Strategies in Neonatal Care to Promote Growth and Neurodevelopment of the Preterm Infant

Abstract

Recommendations for nutrition of very preterm and very low birth weight infants have developed over time with our understanding of the requirements of preterm babies and the awareness of widespread poor postnatal growth. In general, the trend has been towards enhancing nutrition, but more recent recommendations have begun to raise questions with respect to the potential for high and early nutritional intakes, particularly of protein, to carry risks such as refeeding syndrome. However, large gaps in our knowledge remain for both macro- and micronutrient requirements to support optimal growth and how nutrition and growth relate to important long-term outcomes. Closing these knowledge gaps has been hampered by inconsistent reporting of nutrition intakes and growth parameters, small trials with short-term outcomes and the use of a variety of different methods of monitoring growth. The challenge now is for future research to address these issues through consensus building around the important questions that need to be answered, how to report data from neonatal nutritional trials and whether large trials answering important questions can take place through development of consortia that undertake similar trials in multiple jurisdictions with agreements to share data. 
  
Supporting growth of preterm newborns, particularly those born very or extremely preterm, through regular monitoring on growth charts and careful attention to their nutrition is consistent with all pediatric practice, measuring growth of all children as surveillance for failure to thrive, malnutrition, or stunting.

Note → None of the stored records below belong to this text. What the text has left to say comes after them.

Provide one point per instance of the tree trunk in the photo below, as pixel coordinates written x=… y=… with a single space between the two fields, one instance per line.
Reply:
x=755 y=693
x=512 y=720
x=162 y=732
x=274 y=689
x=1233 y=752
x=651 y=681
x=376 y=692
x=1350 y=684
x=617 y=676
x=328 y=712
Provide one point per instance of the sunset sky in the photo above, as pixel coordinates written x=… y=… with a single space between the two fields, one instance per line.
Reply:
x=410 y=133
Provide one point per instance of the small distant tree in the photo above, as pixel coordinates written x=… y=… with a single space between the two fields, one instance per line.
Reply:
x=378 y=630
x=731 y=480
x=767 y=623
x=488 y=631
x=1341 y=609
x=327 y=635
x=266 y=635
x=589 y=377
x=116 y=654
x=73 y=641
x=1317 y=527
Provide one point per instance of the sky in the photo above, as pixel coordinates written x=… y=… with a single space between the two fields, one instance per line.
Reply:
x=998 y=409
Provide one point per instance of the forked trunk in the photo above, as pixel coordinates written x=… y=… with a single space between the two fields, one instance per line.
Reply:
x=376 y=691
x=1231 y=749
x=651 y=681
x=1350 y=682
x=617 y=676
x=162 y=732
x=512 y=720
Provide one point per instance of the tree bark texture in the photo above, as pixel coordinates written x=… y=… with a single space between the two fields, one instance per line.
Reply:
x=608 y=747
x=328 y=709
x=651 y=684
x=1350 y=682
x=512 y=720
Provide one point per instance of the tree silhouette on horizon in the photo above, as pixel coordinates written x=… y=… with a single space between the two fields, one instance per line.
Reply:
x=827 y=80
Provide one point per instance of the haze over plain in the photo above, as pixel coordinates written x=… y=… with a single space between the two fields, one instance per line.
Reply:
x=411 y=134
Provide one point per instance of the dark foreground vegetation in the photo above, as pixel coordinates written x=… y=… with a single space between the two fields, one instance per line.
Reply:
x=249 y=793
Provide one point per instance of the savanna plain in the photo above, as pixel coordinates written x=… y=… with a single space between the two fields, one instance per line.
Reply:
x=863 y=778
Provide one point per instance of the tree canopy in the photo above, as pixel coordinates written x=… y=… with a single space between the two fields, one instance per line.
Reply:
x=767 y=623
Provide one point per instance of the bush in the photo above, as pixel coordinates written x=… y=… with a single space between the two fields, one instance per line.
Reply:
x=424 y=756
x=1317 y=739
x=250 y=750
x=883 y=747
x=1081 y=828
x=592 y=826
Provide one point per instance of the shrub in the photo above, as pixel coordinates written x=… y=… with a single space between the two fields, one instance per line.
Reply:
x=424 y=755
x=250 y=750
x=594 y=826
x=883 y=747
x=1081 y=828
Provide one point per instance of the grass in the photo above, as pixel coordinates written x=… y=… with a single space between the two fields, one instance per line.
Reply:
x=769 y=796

Why then, do we still not understand what the optimal growth trajectory is for these vulnerable babies nor have consensus on how we should measure them? Until recently, the generally accepted recommendation was that preterm babies should grow along a trajectory similar to that of the fetus. Yet we know that preterm babies, as a population, are born growth-restricted compared with their gestational-age-matched intrauterine peers who go on to be born at term. We use weight as a proxy for growth and we plot growth on cross-sectional charts of birth weight. The driver for promoting growth is that better in-hospital growth is associated with better neurodevelopmental outcome. The assumption follows that better nutrition will lead to better growth and, therefore, better neu- rodevelopmental outcomes, but high-quality evidence to support this assumption is lacking.

Measuring Growth

Weight is a measure of mass, not of growth. Increases in mass can be due to true growth of lean mass or accumulation of fluid or other tissue, such as fat or path-ological tissue. To assess growth requires measurement of length (in babies, rather than height). In babies, head circumference correlates well with brain growth, so measurement of head circumference also is a useful measure, although the potential impact of short-term changes due to molding of head shape from lying position or from equipment used to secure continuous positive airway pressure systems needs to be borne in mind. There are numerous length boards and neonatometers now available that fit easily into incubators and nonstretch head circumference tapes that make measurement of length and head circumference on a regular basis (e.g., weekly) relatively straightforward. Regular measurement of all three parameters should be routine practice in neonatal intensive care and smooths out the inevitable inaccuracies due to the challenges that exist in measuring sick preterm infants reliably and consistently. More precise measurement of linear growth, accurate to a magnitude of change similar to 1-2 days' linear growth, can be obtained for research purposes using a knemom- eter [1].

Monitoring Growth

When plotting preterm babies' size at birth on cross-sectional growth charts, the distribution approximates a Gaussian distribution, but when plotted on fetal growth charts the distribution is skewed to the left, demonstrating that, as a population, preterm babies are growth restricted [2]. Fetal growth trajectory is associated with gestation length [3]. However, fetal ultrasound charts do not in-clude length or head circumference, meaning they are not useful for the postnatal monitoring of growth.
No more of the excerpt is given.